結局のところ、彼女にとって良いこととは何だろうか、、、。

自動扉が開く。
一瞬歩みを止め、振り返る。
少女はうつむいている。
助けるべきか、助けぬべきか。答えはどちらでもあり、どちらでもない。そんな気がする。
僕は扉の前で一瞬歩みを止めたが、また次の一歩を踏み出し、店の外へ流れた。それが僕なりの答えだった。
外はまだ夏の暑さが残り、湿気が体にまとわりつく。
僕なりに悩んだポイントを簡潔にまとめると、「100円(自分の持っているもの)で、できる事できない事を知る」と言う点と、「困っている人がいたら、誰かが助ける(見捨てない)世界観」のどちらが彼女にとって良いのか。この両者が、僕の頭の中で卓球のラリーのように打ち合っていた。
そして間もなく、軍配は前者に上がった。
試合解説をするとすれば、セブンイレブンには、100円で購入できる飲み物がある事。
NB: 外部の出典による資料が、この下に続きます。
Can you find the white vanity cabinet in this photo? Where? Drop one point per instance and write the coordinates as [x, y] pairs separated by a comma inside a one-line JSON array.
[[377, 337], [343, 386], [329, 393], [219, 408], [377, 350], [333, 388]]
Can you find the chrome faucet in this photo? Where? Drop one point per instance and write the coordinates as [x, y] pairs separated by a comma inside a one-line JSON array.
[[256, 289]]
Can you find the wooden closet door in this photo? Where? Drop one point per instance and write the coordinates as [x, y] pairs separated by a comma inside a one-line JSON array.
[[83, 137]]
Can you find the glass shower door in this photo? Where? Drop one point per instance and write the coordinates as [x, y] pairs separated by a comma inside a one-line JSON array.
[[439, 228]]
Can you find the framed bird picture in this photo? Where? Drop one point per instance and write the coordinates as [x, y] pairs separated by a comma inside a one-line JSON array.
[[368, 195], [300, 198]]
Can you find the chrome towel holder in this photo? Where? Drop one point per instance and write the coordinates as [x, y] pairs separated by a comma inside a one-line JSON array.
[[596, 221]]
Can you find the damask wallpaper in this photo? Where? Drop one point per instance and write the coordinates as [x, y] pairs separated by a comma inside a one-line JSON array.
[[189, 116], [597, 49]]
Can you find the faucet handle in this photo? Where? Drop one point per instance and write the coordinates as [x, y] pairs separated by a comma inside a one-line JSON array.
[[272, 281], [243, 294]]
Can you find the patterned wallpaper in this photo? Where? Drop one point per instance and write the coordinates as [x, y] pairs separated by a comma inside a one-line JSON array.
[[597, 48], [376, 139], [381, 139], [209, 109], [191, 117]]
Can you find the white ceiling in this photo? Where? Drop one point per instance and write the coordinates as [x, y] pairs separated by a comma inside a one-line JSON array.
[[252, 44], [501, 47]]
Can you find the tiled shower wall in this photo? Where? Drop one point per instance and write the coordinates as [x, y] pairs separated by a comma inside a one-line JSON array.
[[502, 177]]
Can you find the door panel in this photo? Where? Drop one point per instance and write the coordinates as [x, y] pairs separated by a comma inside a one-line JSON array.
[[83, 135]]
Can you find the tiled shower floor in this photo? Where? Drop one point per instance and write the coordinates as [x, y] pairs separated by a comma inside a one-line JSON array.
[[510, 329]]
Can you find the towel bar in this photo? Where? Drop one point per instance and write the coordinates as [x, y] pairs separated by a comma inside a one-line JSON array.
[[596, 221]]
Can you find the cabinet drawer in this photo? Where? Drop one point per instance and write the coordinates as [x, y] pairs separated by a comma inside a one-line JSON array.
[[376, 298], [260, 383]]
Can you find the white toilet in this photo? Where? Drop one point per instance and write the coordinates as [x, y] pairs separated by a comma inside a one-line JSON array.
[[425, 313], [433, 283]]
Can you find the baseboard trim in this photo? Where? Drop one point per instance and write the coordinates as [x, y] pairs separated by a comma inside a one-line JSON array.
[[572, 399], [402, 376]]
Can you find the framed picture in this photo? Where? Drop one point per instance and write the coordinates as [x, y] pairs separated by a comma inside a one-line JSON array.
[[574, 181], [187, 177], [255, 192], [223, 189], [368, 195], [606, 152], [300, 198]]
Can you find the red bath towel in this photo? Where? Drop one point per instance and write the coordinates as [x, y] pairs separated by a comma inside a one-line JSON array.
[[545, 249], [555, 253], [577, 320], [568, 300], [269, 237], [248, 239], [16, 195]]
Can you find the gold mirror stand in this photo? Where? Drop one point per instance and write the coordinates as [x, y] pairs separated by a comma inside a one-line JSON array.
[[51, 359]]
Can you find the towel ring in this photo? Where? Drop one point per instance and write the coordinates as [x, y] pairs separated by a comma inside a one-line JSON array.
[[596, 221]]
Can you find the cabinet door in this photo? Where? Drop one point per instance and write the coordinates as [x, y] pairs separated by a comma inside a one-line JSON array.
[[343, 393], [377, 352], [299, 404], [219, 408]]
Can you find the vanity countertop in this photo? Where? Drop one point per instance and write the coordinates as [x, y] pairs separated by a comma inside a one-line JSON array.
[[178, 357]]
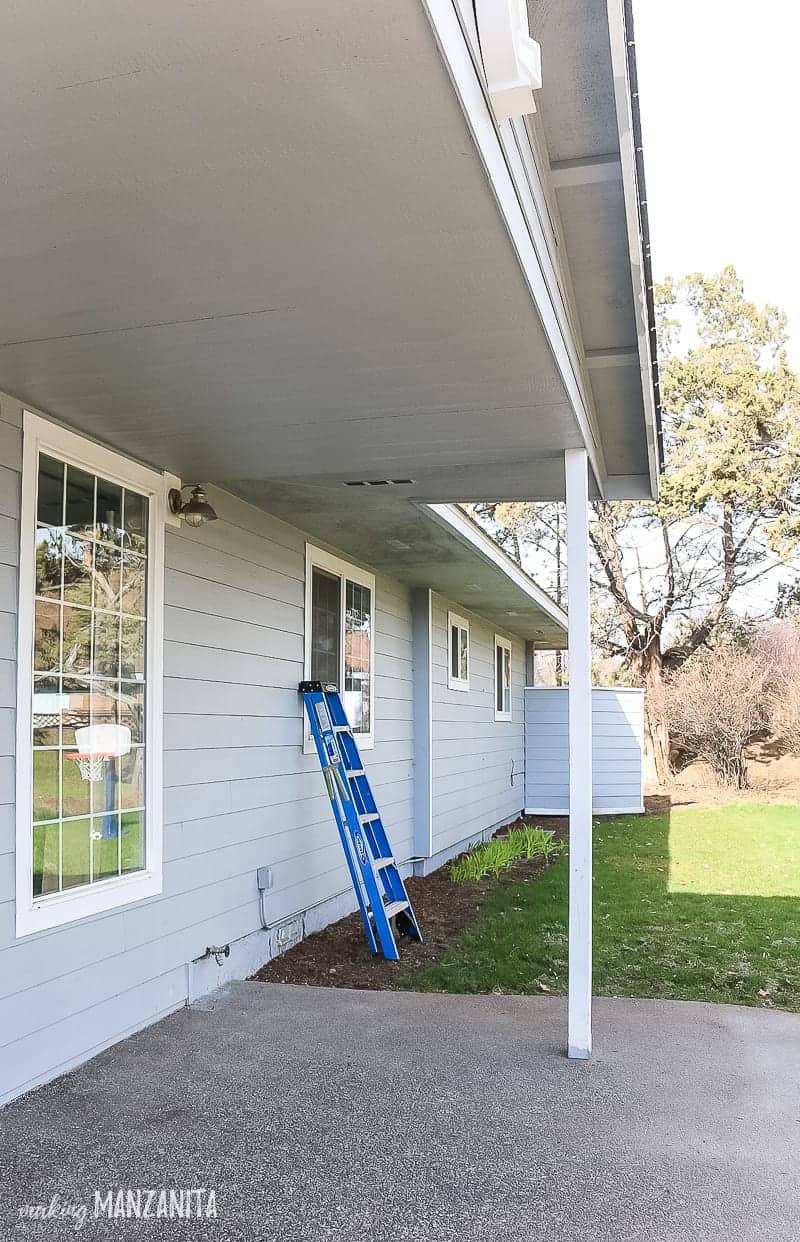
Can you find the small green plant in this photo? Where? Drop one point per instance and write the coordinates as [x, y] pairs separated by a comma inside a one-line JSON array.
[[492, 857], [531, 842]]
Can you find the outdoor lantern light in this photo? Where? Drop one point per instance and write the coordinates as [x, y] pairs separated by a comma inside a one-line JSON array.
[[195, 511]]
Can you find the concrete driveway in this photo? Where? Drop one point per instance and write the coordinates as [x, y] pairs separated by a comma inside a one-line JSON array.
[[317, 1113]]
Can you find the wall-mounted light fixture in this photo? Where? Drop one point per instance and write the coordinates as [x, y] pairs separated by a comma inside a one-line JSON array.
[[195, 511]]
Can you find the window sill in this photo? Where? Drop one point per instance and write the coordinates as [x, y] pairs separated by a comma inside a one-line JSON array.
[[51, 912]]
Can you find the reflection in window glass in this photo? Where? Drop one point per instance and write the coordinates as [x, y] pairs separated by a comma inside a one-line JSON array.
[[326, 627], [358, 624], [90, 683]]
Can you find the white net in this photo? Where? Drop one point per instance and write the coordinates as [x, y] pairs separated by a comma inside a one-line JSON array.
[[91, 766]]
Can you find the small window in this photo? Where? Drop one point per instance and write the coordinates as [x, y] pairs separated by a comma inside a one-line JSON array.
[[339, 635], [502, 678], [459, 648], [88, 747]]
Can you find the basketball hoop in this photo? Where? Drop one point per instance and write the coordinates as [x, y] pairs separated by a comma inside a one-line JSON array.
[[91, 766], [99, 743]]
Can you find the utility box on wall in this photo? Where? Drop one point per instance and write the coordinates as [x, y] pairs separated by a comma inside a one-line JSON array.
[[618, 727]]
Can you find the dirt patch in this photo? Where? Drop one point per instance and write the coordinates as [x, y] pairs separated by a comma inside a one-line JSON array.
[[339, 956]]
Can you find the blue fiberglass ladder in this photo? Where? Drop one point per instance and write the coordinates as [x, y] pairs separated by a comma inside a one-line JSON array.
[[381, 896]]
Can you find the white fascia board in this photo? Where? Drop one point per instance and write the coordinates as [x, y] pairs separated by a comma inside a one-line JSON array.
[[509, 179], [627, 158], [483, 545]]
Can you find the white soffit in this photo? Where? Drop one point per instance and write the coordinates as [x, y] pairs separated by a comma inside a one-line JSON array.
[[511, 57]]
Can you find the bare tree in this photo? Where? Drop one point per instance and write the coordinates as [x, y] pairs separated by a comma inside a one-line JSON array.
[[779, 645], [718, 703]]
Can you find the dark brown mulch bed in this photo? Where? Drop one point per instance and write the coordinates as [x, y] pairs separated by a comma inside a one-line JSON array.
[[339, 956]]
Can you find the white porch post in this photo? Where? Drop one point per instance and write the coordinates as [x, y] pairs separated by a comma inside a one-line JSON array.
[[579, 1035]]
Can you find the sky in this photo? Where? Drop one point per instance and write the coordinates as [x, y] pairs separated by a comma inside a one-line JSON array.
[[719, 85]]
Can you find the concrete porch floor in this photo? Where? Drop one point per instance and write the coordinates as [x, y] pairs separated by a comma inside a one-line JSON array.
[[321, 1113]]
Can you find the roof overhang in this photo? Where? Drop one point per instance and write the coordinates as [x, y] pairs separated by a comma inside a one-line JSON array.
[[436, 547], [292, 245]]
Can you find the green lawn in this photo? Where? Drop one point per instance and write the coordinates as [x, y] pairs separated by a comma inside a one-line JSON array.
[[698, 904]]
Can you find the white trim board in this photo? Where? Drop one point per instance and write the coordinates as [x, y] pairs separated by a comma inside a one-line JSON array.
[[508, 179], [560, 812]]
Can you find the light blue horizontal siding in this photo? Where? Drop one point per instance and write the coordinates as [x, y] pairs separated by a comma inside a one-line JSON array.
[[472, 753], [239, 791], [618, 739]]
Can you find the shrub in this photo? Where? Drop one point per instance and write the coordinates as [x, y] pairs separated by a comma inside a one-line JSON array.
[[718, 703], [497, 855]]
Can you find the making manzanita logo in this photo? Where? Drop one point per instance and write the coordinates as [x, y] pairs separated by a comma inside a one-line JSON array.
[[128, 1204]]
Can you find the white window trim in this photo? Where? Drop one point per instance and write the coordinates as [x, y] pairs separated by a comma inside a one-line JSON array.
[[504, 645], [342, 569], [457, 683], [36, 914]]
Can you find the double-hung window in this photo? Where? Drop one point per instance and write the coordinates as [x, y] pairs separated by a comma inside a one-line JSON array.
[[88, 682], [339, 635], [502, 678], [457, 652]]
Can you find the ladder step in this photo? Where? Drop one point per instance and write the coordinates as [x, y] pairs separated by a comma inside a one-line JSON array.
[[394, 908]]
もし彼女がそれを買えなかったとしても、深刻な事態にならなそうな事が主な勝因だったように思う。

少女がその後どうなったかは、わからない。

今思えば、100円でそれは買えない事と、100円で買えるものを教えてあげる事はできた、、、とも思う。
今さら後の祭りである。
もっと違う考え方もできたかもしれない。

"選択"は、突然迫られる。
日頃から心を落ち着けて、備えておかねば。
そんな事を思う、まだ暑い朝の一幕のはなし。